Ces données auraient notamment contribué au développement des chasseurs chinois FC-31 et J-35, qui reprennent plusieurs caractéristiques aérodynamiques et électroniques observées sur le F-35.
Conséquence directe : le risque que des adversaires disposent de signatures radar ou de contre-mesures efficaces contre le F-35 augmente, ce qui pourrait limiter son avantage technologique sur le long terme.
Par ailleurs, la possibilité que Türkiye réintègre le programme F-35 reste une menace stratégique. Possédant les systèmes russes S-400, Ankara présente un risque d’exposition des données furtives aux autorités russes, ce qui compromettrait la supériorité du F-35 dans les zones de contestation comme l’Europe orientale.

Impacts diplomatiques : tensions avec l’Europe et les États-Unis
Un choix massif pour le F-35 plutôt que pour l’Eurofighter aurait des répercussions diplomatiques majeures. L’Allemagne, par l’intermédiaire d’Airbus Defence and Space, milite pour un soutien accru au Typhoon pour garantir la pérennité industrielle européenne jusqu’en 2040.
Le projet Global Combat Air Programme (GCAP), mené par le Royaume-Uni, l’Italie et le Japon, vise à mettre en service un avion de sixième génération en 2035. Pour cela, une transition ordonnée des effectifs et des budgets industriels est indispensable.
Favoriser massivement le F-35 aujourd’hui pourrait fragiliser la capacité industrielle européenne à maintenir ses compétences aéronautiques jusqu’à l’arrivée du GCAP.
Conséquence projetée : un affaiblissement de la souveraineté technologique européenne dans les aéronefs de combat de nouvelle génération, et une dépendance accrue vis-à-vis des technologies américaines.
En parallèle, une politique d’achat trop marquée en faveur du Typhoon pourrait irriter une future administration américaine, notamment si Donald Trump redevenait président. Sous sa première présidence, il a exercé des pressions directes pour favoriser les achats d’armement américain par les alliés européens.
Perspective industrielle : rationalisation avant GCAP
Le retrait progressif des Eurofighter Tranche 3 à partir de 2035 est déjà programmé dans les forces britanniques. Maintenir une flotte mixte composée de F-35A et de futurs GCAP semble logique d’un point de vue opérationnel.
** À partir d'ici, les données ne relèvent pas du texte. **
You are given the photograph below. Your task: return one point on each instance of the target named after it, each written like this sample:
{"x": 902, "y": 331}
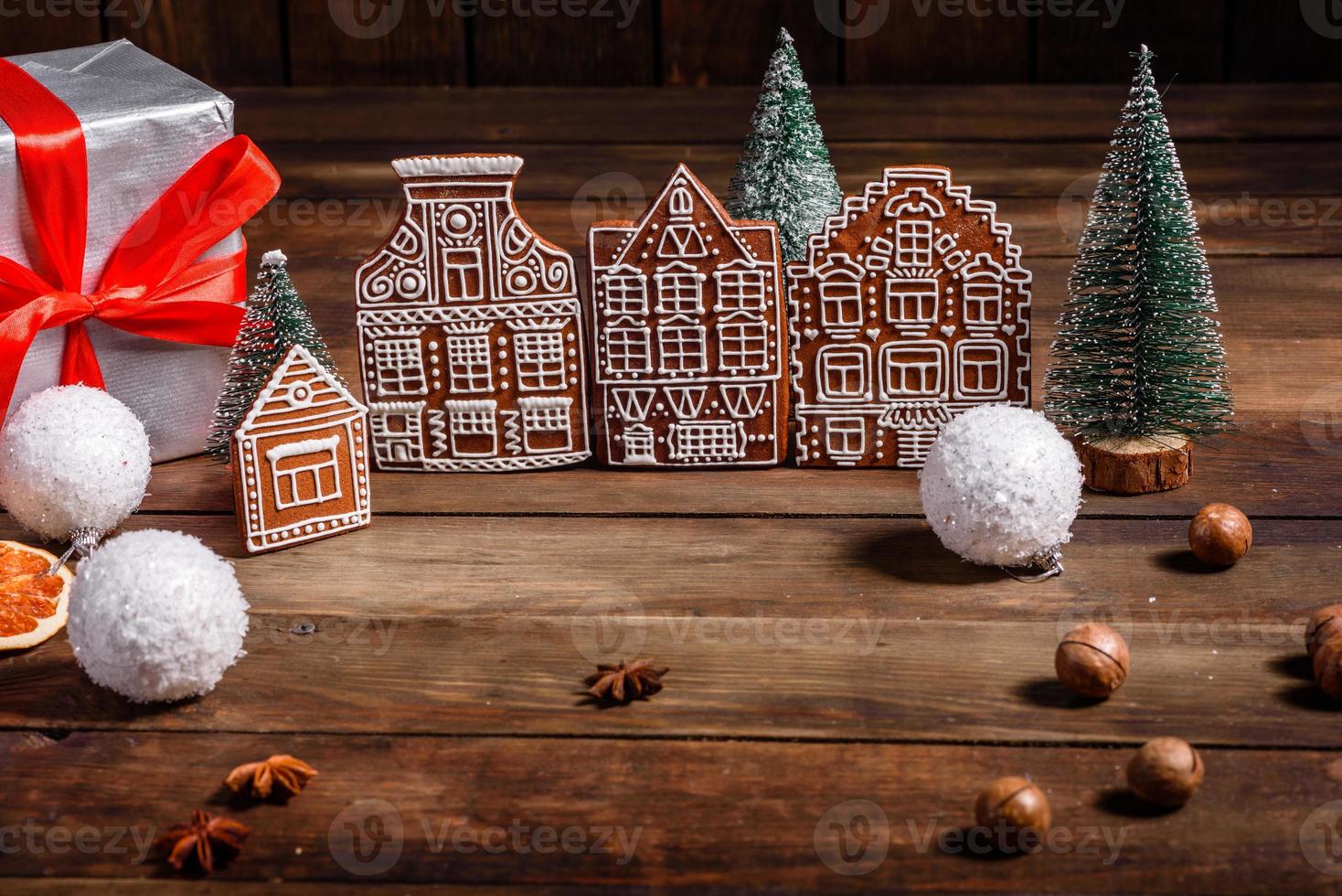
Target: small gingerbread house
{"x": 301, "y": 459}
{"x": 911, "y": 307}
{"x": 688, "y": 335}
Exemple concret : en 2040, le Royaume-Uni prévoit d’opérer 60 F-35A et 80 GCAP, avec un nombre limité d’Eurofighter survivants en réserve, selon les projections du UK Ministry of Defence.
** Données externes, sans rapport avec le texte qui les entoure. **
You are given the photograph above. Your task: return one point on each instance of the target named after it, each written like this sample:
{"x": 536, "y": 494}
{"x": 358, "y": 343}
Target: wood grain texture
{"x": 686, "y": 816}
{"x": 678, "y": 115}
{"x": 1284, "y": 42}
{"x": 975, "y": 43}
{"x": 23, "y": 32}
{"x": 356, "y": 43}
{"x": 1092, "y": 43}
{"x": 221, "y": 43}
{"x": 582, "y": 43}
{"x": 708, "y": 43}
Une transition industrielle fluide est impérative pour éviter une perte de compétences dans la fabrication d’avions de combat, estimée à un seuil critique de 5 ans d’inactivité industrielle, selon une étude de ADS Group (Association of the British Aerospace Industry).
Un investissement dans l’optimisation des chaînes de production actuelles permettrait de préparer efficacement le passage vers la production de masse du GCAP sans rupture technologique.